Mark knew that he was tiring now.  The last mile or so had been punishing – a long, hard uphill drag which had seemed to go on forever, and now an ever steepening final incline with a hairpin bend every few hundred yards.  He was pushing 45 and this was probably the last time he would enter the Veterans Tour de France.  His weight counted against him and though he had all the stamina in the world, it was not always enough, these days, to see him through.

 He was grateful for the gentle breeze that had just sprung up and for the light drizzle which accompanied it.  It cooled his sweat and dust-stained face, fixed for so long now into a grimace of pain in this, the last leg of his last race.

 “Just let me get into the final ten at least”, he prayed silently.  He needed some kind of mantra, something to occupy his mind, something that would isolate him mentally from the other riders, yet not distract him from his purpose.
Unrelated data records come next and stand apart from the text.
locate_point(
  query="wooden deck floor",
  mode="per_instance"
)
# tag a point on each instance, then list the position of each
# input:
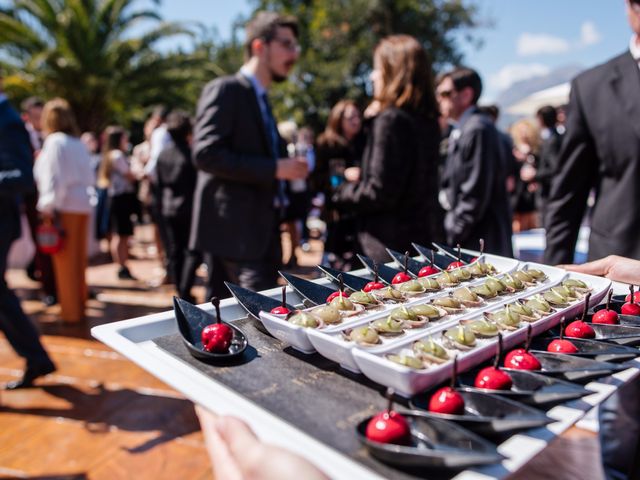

 “Phil, Nita, Geoff, Di” were the words that formed in his head.  These were the names of his friends in the writing group with whom he met up once a month in the pub.  They would have a few beers and a laugh and share whatever stories and ideas they had produced recently.  Occasionally they would set one another a writing task as “homework”, “to get those creative juices flowing”, as they said.  Well, he certainly needed some juice right now!

 “Nita … Phil … Di … Geoff” , said the words in his head again, the “Geoff” coming out as an explosive exhalation of air.  Yes! That was it!  “Nita … neater.”  He must be neater in his movements to ride more gracefully and thus conserve energy.  “Phil … Fill.”  Fill his lungs to bursting with this cool air to send oxygen racing through his muscles.  “Di … Do or fucking die!”  That was what Di would say if she were with him now.  “Geoff … jephphph.”  Geoff’s name as a means to remind him to expel all the stale air with every down-thrust on the pedal, so allowing a greater lungful when he got to “Fill” again.

 *Nita … Phil … Di … Geoff.  Nita … Phil … Di … Geoff.”  Yes.  It was definitely helping.  His rhythm was better now, his breathing easier.  A few more yards to the crest of the hill and then it was plain sailing.  So absorbed had he been in his mantra, he had barely been aware of overtaking other riders, but as he breasted the summit, he realized he was out in front.  His greater weight sped him down the short slope to the finishing line.  He crossed it, raised an imaginary glass in the air and gasped,  “Cheers to the writers group!”